Dairy and the Oklahoma Economy

Oklahoma's dairy farmers provide more than milk. They bring jobs and economic activity to communities across the state. Oklahoma dairies contribute to the local economy by supporting local businesses and the community tax base. Dairy farming is an important contributor to the state's overall economy. Each dollar a dairy producer receives in milk sales generates more money for the local economy.

  • Approximately 300 dairy farms provide milk, cheese, yogurt and other dairy products to residents of Oklahoma, the U.S., and dairy consumers around the world
  • Approximately 98 percent of all Oklahoma dairy farms are family-owned.

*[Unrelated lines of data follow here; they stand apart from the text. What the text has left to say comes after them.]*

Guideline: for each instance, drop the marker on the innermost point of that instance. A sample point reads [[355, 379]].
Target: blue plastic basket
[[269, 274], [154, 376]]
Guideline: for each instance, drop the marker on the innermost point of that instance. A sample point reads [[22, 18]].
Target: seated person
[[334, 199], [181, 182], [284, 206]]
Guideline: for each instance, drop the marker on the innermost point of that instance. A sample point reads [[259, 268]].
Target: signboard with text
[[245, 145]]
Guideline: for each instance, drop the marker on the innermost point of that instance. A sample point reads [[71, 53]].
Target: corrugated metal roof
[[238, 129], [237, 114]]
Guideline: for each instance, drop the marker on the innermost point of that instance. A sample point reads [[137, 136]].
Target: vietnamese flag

  • In Oklahoma, the average dairy cow will produce 6.8 gallons of milk per day over the course of a typical year. That's more than 2,476 gallons a year.
  • Oklahoma dairy farms produce 143.7 million gallons of milk annually.
  • Dairy is the 5th largest agricultural business in Oklahoma, generating $177 million a year.
  • A strong dairy industry benefits the agricultural economy and the economic well being of rural Oklahoma.
  • Milk doesn't stay on the farm — where milk goes, more jobs are created.
  • Dairy farmers purchase machinery, trucks, fuel, and more from local companies, generating jobs and income.
  • Dairies create jobs for people who grow and ship feed for cows, as well as for veterinarians, insurance agents, accountants, bankers, and others.
  • After milk leaves the farm, it travels by truck to a dairy plant, where people process cheese, fluid milk, ice cream, butter, yogurt, and other dairy products.
  • Truckers, packaging manufacturers and food marketers complete the cycle by transporting and marketing the dairy products everyone loves. This means jobs in the transportation, distribution and retail industries.